This article was originally written as a post to the RV List by an RV builder who wishes to remain anonymous.  Western Canada Wing appreciatesbeing allowed to reproduce it.—Webmaster.

I began to fly because I was afraid.  Nobody else I knew of was doing it.  It was costly, risky, adventurous, and not approved of by my folks.  Something though, was pushing me onward.  I learned to love it and it gave me something back.  Pride, appreciation, and self-esteem to face down trepidation.

A while ago, I pushed the RV out to the grass and a fellow came by, full of questions, and declared proudly that he had once flown an Ercoupe, coast to coast and back.  Awesome, for I too, had flown an Ercoupe to Mexico and back when I was a kid.  I had to wonder what fires kids today?  Where is the courage and adventure?  I thought of a time when a row of 20 Mustangs were retired and parked on the grass, I got into one and sat with canopy closed and hands on stick and throttle, visualized the boys who sat here before and what they may have experienced, and wondered if I would have the kind of courage that they had.  The guns were now cold and the contrails were long gone, and I sat in that row of 20 Mustangs and thought back.

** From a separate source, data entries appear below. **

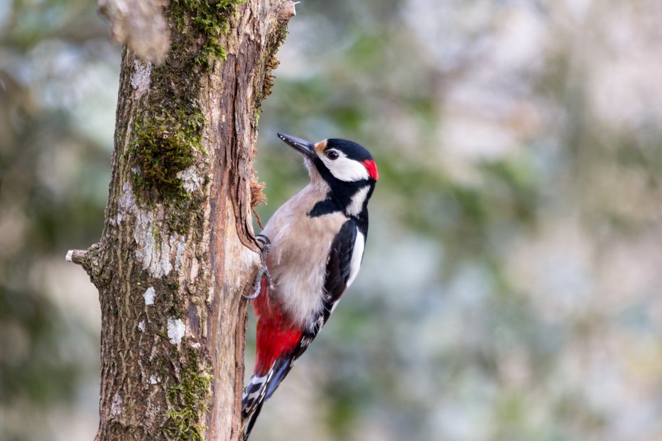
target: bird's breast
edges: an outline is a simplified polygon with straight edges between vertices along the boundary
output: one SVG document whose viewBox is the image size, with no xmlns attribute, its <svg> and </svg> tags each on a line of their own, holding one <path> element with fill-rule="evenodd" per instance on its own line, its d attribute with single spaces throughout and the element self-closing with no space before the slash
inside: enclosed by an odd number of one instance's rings
<svg viewBox="0 0 662 441">
<path fill-rule="evenodd" d="M 303 194 L 302 194 L 303 193 Z M 262 234 L 271 242 L 272 296 L 291 324 L 309 327 L 323 307 L 326 263 L 335 234 L 347 217 L 336 212 L 310 217 L 308 211 L 323 195 L 302 191 L 281 207 Z"/>
</svg>

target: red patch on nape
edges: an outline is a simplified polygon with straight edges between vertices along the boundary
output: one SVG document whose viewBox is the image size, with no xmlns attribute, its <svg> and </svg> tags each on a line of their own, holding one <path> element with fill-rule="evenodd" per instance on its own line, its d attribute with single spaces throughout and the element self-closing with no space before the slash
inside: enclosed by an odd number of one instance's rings
<svg viewBox="0 0 662 441">
<path fill-rule="evenodd" d="M 374 160 L 371 159 L 367 159 L 362 163 L 363 166 L 366 168 L 366 170 L 368 170 L 368 174 L 370 175 L 370 178 L 375 180 L 379 178 L 379 172 L 377 171 L 377 165 L 374 163 Z"/>
</svg>

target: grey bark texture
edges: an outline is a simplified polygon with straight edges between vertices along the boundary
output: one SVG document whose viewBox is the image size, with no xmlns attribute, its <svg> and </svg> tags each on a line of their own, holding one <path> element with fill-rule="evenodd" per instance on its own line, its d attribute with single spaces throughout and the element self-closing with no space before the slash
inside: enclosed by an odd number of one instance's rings
<svg viewBox="0 0 662 441">
<path fill-rule="evenodd" d="M 136 2 L 120 3 L 128 20 Z M 164 20 L 170 38 L 163 64 L 130 42 L 123 51 L 101 239 L 67 254 L 101 303 L 95 439 L 234 441 L 242 295 L 259 260 L 256 119 L 293 4 L 171 0 L 159 11 L 155 26 Z"/>
</svg>

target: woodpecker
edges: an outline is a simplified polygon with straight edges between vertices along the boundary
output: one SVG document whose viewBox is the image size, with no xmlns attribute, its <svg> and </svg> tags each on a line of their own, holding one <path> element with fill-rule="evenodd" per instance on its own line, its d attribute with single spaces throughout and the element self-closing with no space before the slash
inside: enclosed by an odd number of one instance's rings
<svg viewBox="0 0 662 441">
<path fill-rule="evenodd" d="M 379 178 L 369 152 L 354 142 L 313 143 L 278 136 L 303 156 L 310 182 L 276 210 L 258 236 L 266 268 L 251 296 L 257 347 L 242 403 L 244 440 L 264 401 L 356 278 L 368 234 L 368 200 Z"/>
</svg>

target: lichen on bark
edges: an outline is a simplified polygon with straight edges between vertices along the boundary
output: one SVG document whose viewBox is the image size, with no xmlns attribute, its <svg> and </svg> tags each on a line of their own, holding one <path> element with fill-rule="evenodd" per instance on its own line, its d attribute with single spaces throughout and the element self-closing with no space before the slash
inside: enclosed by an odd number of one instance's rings
<svg viewBox="0 0 662 441">
<path fill-rule="evenodd" d="M 293 4 L 241 3 L 170 0 L 164 64 L 123 52 L 104 232 L 72 253 L 99 291 L 99 441 L 242 437 L 255 115 Z"/>
</svg>

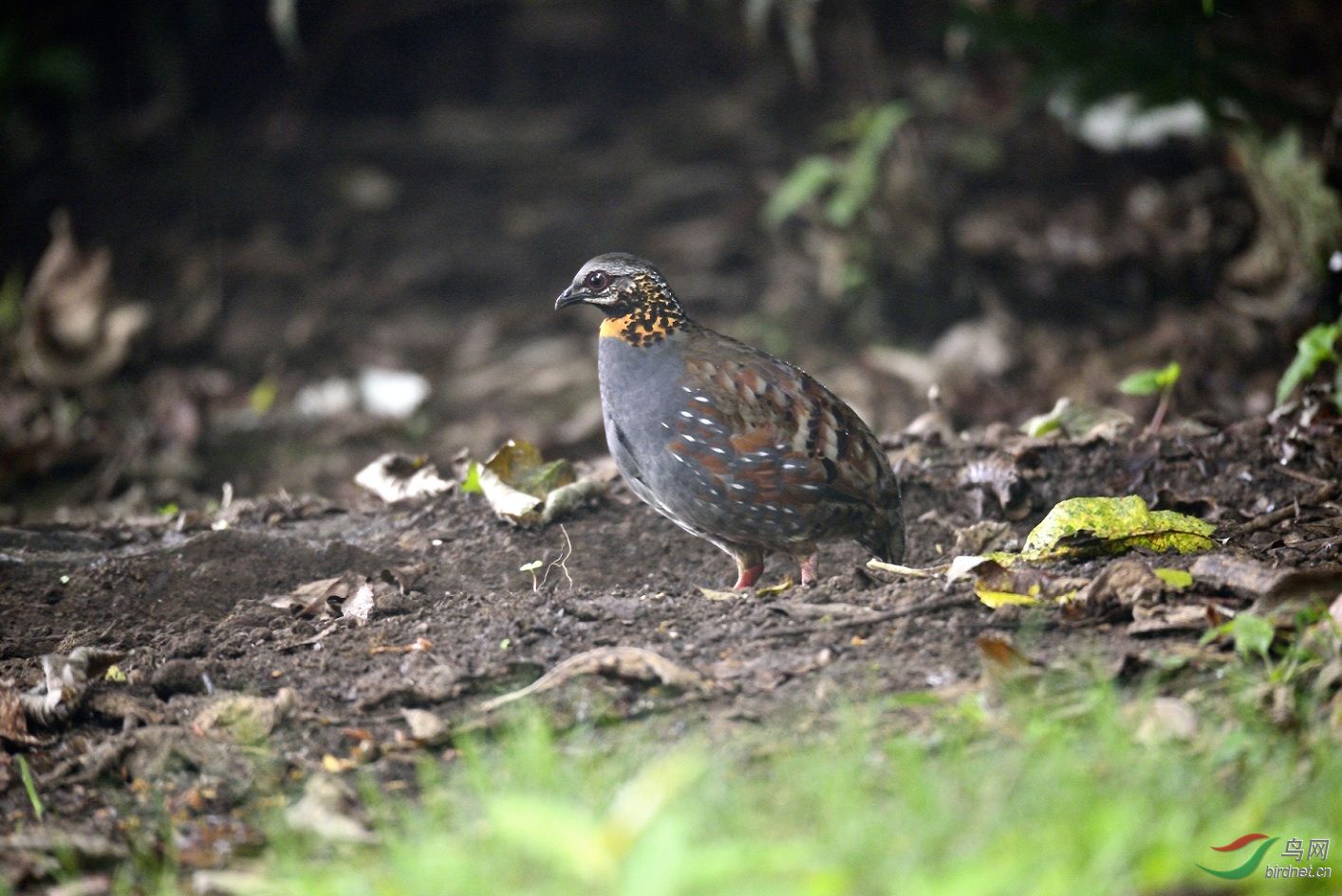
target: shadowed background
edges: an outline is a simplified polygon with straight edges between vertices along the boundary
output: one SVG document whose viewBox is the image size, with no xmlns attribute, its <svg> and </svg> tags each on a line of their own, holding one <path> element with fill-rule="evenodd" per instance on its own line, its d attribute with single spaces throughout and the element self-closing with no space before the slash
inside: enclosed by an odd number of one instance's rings
<svg viewBox="0 0 1342 896">
<path fill-rule="evenodd" d="M 385 448 L 601 455 L 596 321 L 552 302 L 612 249 L 878 432 L 929 390 L 946 435 L 1063 396 L 1142 416 L 1118 381 L 1172 359 L 1180 414 L 1267 413 L 1337 315 L 1339 30 L 1135 0 L 5 12 L 3 514 L 341 494 Z M 78 249 L 43 284 L 56 209 Z M 428 393 L 386 413 L 369 370 Z"/>
</svg>

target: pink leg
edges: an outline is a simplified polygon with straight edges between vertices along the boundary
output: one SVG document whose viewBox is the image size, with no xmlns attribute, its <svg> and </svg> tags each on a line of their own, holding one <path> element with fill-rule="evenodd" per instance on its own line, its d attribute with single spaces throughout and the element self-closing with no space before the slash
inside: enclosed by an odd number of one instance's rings
<svg viewBox="0 0 1342 896">
<path fill-rule="evenodd" d="M 801 558 L 801 587 L 811 587 L 816 583 L 816 566 L 819 563 L 820 554 L 812 554 L 811 557 Z"/>
<path fill-rule="evenodd" d="M 735 549 L 729 550 L 731 559 L 737 562 L 737 583 L 731 587 L 738 592 L 743 592 L 747 587 L 754 587 L 756 579 L 764 573 L 764 551 L 758 549 Z"/>
<path fill-rule="evenodd" d="M 754 587 L 756 579 L 764 573 L 764 563 L 756 563 L 754 566 L 741 566 L 737 563 L 739 573 L 737 574 L 737 583 L 731 587 L 737 592 L 743 592 L 747 587 Z"/>
</svg>

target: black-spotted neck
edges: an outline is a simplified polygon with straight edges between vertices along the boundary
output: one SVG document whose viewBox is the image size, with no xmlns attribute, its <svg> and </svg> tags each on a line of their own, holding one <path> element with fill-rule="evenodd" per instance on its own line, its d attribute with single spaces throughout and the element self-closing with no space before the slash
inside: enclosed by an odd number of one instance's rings
<svg viewBox="0 0 1342 896">
<path fill-rule="evenodd" d="M 644 349 L 690 323 L 684 309 L 662 278 L 636 274 L 624 314 L 601 321 L 601 338 L 623 339 Z"/>
</svg>

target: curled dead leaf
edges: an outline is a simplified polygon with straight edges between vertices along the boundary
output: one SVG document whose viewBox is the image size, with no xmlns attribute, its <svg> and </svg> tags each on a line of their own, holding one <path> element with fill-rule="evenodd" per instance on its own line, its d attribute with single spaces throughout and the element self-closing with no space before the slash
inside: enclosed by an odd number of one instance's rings
<svg viewBox="0 0 1342 896">
<path fill-rule="evenodd" d="M 24 295 L 17 353 L 35 385 L 79 388 L 111 376 L 149 323 L 144 304 L 110 307 L 111 252 L 85 252 L 70 215 L 51 216 L 51 243 Z"/>
<path fill-rule="evenodd" d="M 482 712 L 493 712 L 522 697 L 542 693 L 580 675 L 607 673 L 635 681 L 659 681 L 667 687 L 696 689 L 707 684 L 705 677 L 692 669 L 672 663 L 660 653 L 641 647 L 601 647 L 570 656 L 539 679 L 509 693 L 499 695 L 480 704 Z"/>
</svg>

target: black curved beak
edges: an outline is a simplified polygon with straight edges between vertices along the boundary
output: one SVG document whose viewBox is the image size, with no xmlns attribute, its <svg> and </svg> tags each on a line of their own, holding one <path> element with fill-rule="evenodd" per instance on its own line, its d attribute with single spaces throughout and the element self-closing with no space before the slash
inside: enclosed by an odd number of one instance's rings
<svg viewBox="0 0 1342 896">
<path fill-rule="evenodd" d="M 570 286 L 569 288 L 560 292 L 560 298 L 554 299 L 554 310 L 558 311 L 560 309 L 566 309 L 570 304 L 581 304 L 586 300 L 588 300 L 586 292 L 582 291 L 574 292 L 573 287 Z"/>
</svg>

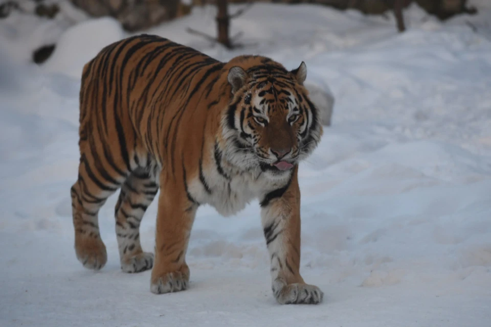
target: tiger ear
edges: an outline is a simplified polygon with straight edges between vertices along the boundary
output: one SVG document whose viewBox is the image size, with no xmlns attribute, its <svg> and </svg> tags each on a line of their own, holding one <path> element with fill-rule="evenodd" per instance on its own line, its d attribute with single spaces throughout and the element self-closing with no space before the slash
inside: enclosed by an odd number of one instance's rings
<svg viewBox="0 0 491 327">
<path fill-rule="evenodd" d="M 237 90 L 244 86 L 247 79 L 247 73 L 246 71 L 238 66 L 234 66 L 229 71 L 227 77 L 229 83 L 232 85 L 232 93 L 235 93 Z"/>
<path fill-rule="evenodd" d="M 300 85 L 303 85 L 307 78 L 307 65 L 303 61 L 296 69 L 290 72 L 297 78 L 297 81 Z"/>
</svg>

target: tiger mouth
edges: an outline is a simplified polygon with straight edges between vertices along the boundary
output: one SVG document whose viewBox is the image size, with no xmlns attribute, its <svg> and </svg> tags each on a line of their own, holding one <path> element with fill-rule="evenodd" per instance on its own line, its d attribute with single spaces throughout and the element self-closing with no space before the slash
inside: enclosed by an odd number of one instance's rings
<svg viewBox="0 0 491 327">
<path fill-rule="evenodd" d="M 295 163 L 279 160 L 271 163 L 261 162 L 259 165 L 261 166 L 261 169 L 263 171 L 280 172 L 291 170 L 295 167 Z"/>
</svg>

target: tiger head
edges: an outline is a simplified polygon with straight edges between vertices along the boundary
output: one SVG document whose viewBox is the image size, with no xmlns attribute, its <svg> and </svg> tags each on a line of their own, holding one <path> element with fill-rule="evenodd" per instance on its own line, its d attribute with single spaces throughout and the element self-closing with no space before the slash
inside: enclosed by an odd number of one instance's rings
<svg viewBox="0 0 491 327">
<path fill-rule="evenodd" d="M 232 97 L 222 131 L 235 165 L 259 167 L 271 178 L 281 178 L 315 149 L 322 127 L 303 85 L 305 63 L 288 71 L 271 59 L 259 58 L 259 64 L 238 64 L 229 70 Z"/>
</svg>

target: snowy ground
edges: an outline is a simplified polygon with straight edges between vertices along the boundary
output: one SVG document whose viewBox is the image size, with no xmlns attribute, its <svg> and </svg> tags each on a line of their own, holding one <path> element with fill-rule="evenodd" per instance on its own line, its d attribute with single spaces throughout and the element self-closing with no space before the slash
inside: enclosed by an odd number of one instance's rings
<svg viewBox="0 0 491 327">
<path fill-rule="evenodd" d="M 257 44 L 234 52 L 184 31 L 213 33 L 214 15 L 196 9 L 150 32 L 222 60 L 260 53 L 288 68 L 305 60 L 308 80 L 336 97 L 332 126 L 300 171 L 301 271 L 324 302 L 276 303 L 256 202 L 232 218 L 200 208 L 190 288 L 157 296 L 150 272 L 120 269 L 113 196 L 99 215 L 107 264 L 84 270 L 69 192 L 79 76 L 125 34 L 108 18 L 65 31 L 13 15 L 0 21 L 0 325 L 488 327 L 491 6 L 444 24 L 413 7 L 398 35 L 391 17 L 257 5 L 232 29 Z M 43 29 L 58 46 L 38 67 L 27 50 Z M 141 227 L 149 250 L 155 204 Z"/>
</svg>

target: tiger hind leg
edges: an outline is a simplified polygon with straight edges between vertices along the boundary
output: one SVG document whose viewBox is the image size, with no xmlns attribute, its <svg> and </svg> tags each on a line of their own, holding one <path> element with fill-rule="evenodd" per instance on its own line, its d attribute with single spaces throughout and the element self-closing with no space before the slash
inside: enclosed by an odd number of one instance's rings
<svg viewBox="0 0 491 327">
<path fill-rule="evenodd" d="M 84 267 L 98 270 L 107 261 L 99 232 L 99 211 L 119 185 L 112 178 L 113 182 L 106 180 L 106 172 L 99 171 L 97 165 L 92 164 L 84 155 L 81 156 L 78 179 L 70 194 L 77 258 Z"/>
<path fill-rule="evenodd" d="M 142 249 L 140 224 L 158 190 L 154 178 L 143 168 L 133 171 L 121 188 L 115 217 L 121 269 L 125 272 L 140 272 L 153 265 L 153 253 Z"/>
</svg>

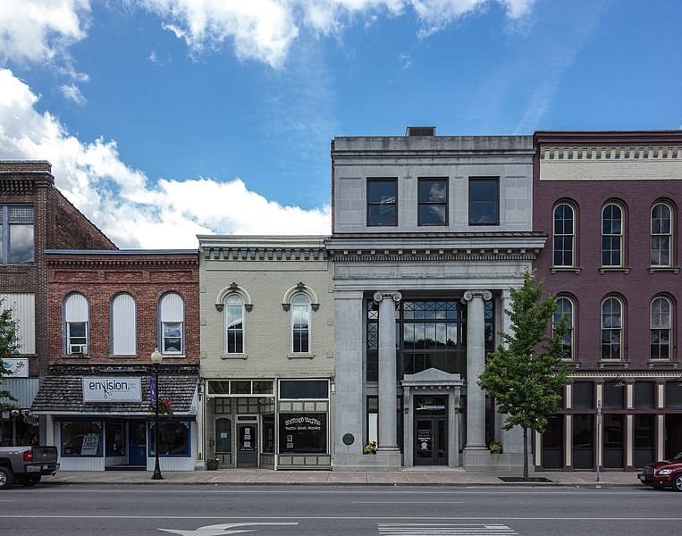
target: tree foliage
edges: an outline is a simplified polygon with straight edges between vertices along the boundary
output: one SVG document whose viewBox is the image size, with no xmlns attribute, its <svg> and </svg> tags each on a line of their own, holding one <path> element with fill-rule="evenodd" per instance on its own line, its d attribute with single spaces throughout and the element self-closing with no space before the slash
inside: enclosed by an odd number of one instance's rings
<svg viewBox="0 0 682 536">
<path fill-rule="evenodd" d="M 4 361 L 8 357 L 19 356 L 19 339 L 17 337 L 16 321 L 12 316 L 12 309 L 3 308 L 0 301 L 0 411 L 19 409 L 13 402 L 17 398 L 3 389 L 3 378 L 13 373 L 4 368 Z"/>
<path fill-rule="evenodd" d="M 494 397 L 506 415 L 504 429 L 520 426 L 524 431 L 524 479 L 528 479 L 527 431 L 544 431 L 549 416 L 557 410 L 557 389 L 566 383 L 568 370 L 560 366 L 568 318 L 553 327 L 553 295 L 542 300 L 543 285 L 535 273 L 524 272 L 523 285 L 511 289 L 511 303 L 505 313 L 510 332 L 501 332 L 503 344 L 488 355 L 478 385 Z"/>
</svg>

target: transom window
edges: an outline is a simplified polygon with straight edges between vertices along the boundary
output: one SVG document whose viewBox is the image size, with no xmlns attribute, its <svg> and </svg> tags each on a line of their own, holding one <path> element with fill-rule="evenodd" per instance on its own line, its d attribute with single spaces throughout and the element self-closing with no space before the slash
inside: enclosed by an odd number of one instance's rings
<svg viewBox="0 0 682 536">
<path fill-rule="evenodd" d="M 623 265 L 623 209 L 615 203 L 602 211 L 602 265 Z"/>
<path fill-rule="evenodd" d="M 658 297 L 652 301 L 651 359 L 670 358 L 670 328 L 672 306 L 667 297 Z"/>
<path fill-rule="evenodd" d="M 667 203 L 652 208 L 652 266 L 670 266 L 672 255 L 672 209 Z"/>
<path fill-rule="evenodd" d="M 419 179 L 417 225 L 448 224 L 448 180 Z"/>
<path fill-rule="evenodd" d="M 500 179 L 469 179 L 469 225 L 499 225 Z"/>
<path fill-rule="evenodd" d="M 395 179 L 367 179 L 367 226 L 398 225 L 397 198 Z"/>
<path fill-rule="evenodd" d="M 291 299 L 291 351 L 294 354 L 310 351 L 310 299 L 305 294 Z"/>
<path fill-rule="evenodd" d="M 617 297 L 602 303 L 602 359 L 622 359 L 623 304 Z"/>
<path fill-rule="evenodd" d="M 239 294 L 225 300 L 225 352 L 244 353 L 244 300 Z"/>
<path fill-rule="evenodd" d="M 3 264 L 35 262 L 33 206 L 0 205 L 0 261 Z"/>
<path fill-rule="evenodd" d="M 554 208 L 554 266 L 573 266 L 576 234 L 574 213 L 570 205 Z"/>
</svg>

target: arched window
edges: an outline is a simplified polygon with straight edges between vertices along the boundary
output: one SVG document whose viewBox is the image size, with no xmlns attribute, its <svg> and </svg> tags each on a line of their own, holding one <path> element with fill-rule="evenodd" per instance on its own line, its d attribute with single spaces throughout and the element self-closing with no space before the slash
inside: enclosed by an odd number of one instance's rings
<svg viewBox="0 0 682 536">
<path fill-rule="evenodd" d="M 185 302 L 180 294 L 169 292 L 159 306 L 161 351 L 182 354 L 185 351 Z"/>
<path fill-rule="evenodd" d="M 138 353 L 137 304 L 130 294 L 117 294 L 112 300 L 111 352 L 114 356 Z"/>
<path fill-rule="evenodd" d="M 622 359 L 623 304 L 617 297 L 602 302 L 602 359 Z"/>
<path fill-rule="evenodd" d="M 652 300 L 651 354 L 652 359 L 670 359 L 670 329 L 672 305 L 667 297 L 660 296 Z"/>
<path fill-rule="evenodd" d="M 602 266 L 623 265 L 623 209 L 610 203 L 602 211 Z"/>
<path fill-rule="evenodd" d="M 244 300 L 239 294 L 225 300 L 225 353 L 244 353 Z"/>
<path fill-rule="evenodd" d="M 557 297 L 557 309 L 554 311 L 553 323 L 557 324 L 561 322 L 561 317 L 564 314 L 568 321 L 568 330 L 564 335 L 563 358 L 573 359 L 573 302 L 565 296 L 561 296 Z"/>
<path fill-rule="evenodd" d="M 652 266 L 672 264 L 672 209 L 667 203 L 652 207 Z"/>
<path fill-rule="evenodd" d="M 88 354 L 89 306 L 82 294 L 70 294 L 64 300 L 66 354 Z"/>
<path fill-rule="evenodd" d="M 576 230 L 573 207 L 562 203 L 554 208 L 554 266 L 574 266 Z"/>
<path fill-rule="evenodd" d="M 291 298 L 291 351 L 294 354 L 310 351 L 310 298 L 305 294 Z"/>
</svg>

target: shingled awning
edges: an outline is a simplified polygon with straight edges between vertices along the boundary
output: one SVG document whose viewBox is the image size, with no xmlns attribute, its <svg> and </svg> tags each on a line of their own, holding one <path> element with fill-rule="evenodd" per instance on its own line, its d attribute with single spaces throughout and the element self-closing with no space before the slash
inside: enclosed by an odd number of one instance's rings
<svg viewBox="0 0 682 536">
<path fill-rule="evenodd" d="M 111 377 L 111 374 L 107 377 Z M 33 400 L 31 413 L 149 416 L 153 415 L 149 406 L 150 378 L 149 375 L 139 377 L 142 387 L 141 402 L 83 402 L 83 375 L 48 374 Z M 173 415 L 196 415 L 198 383 L 198 374 L 161 374 L 159 398 L 171 400 Z"/>
</svg>

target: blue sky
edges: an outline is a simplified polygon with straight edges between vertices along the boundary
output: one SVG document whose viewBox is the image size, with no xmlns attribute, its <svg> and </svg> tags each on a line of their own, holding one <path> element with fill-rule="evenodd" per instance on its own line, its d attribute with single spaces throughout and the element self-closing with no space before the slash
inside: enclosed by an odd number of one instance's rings
<svg viewBox="0 0 682 536">
<path fill-rule="evenodd" d="M 678 0 L 0 0 L 0 159 L 121 247 L 327 234 L 330 141 L 682 127 Z"/>
</svg>

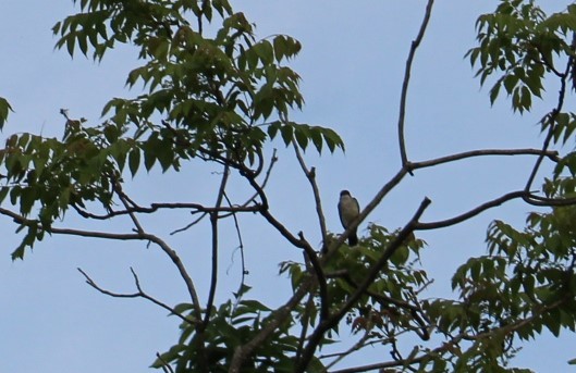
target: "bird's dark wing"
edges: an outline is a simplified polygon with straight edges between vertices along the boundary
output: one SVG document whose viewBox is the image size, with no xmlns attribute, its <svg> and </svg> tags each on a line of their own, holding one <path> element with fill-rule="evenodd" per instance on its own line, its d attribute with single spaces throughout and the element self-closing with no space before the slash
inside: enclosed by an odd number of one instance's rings
<svg viewBox="0 0 576 373">
<path fill-rule="evenodd" d="M 344 223 L 344 219 L 342 217 L 342 201 L 338 202 L 338 215 L 340 216 L 340 223 L 342 223 L 342 226 L 344 229 L 346 228 L 346 223 Z"/>
</svg>

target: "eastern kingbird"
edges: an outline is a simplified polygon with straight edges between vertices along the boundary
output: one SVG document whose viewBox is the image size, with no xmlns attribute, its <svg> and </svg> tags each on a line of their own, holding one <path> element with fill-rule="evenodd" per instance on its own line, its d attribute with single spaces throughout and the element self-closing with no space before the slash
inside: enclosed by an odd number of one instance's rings
<svg viewBox="0 0 576 373">
<path fill-rule="evenodd" d="M 344 229 L 347 229 L 350 224 L 358 217 L 360 213 L 360 207 L 356 198 L 350 195 L 350 191 L 342 190 L 340 192 L 340 202 L 338 202 L 338 213 L 340 214 L 340 222 Z M 358 245 L 358 236 L 356 235 L 356 228 L 350 233 L 348 246 Z"/>
</svg>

I read once where, in the Great War, most of the aces with big scores were teenagers, frequently dead before their 20th birthday.
Now, decades later, I was to summon up courage once more to try to be at one with an airplane that was more than anything I had experienced before.  With each flight, we got to know each other better and time and thoughts were allowed to enjoy more of what was outside the cockpit.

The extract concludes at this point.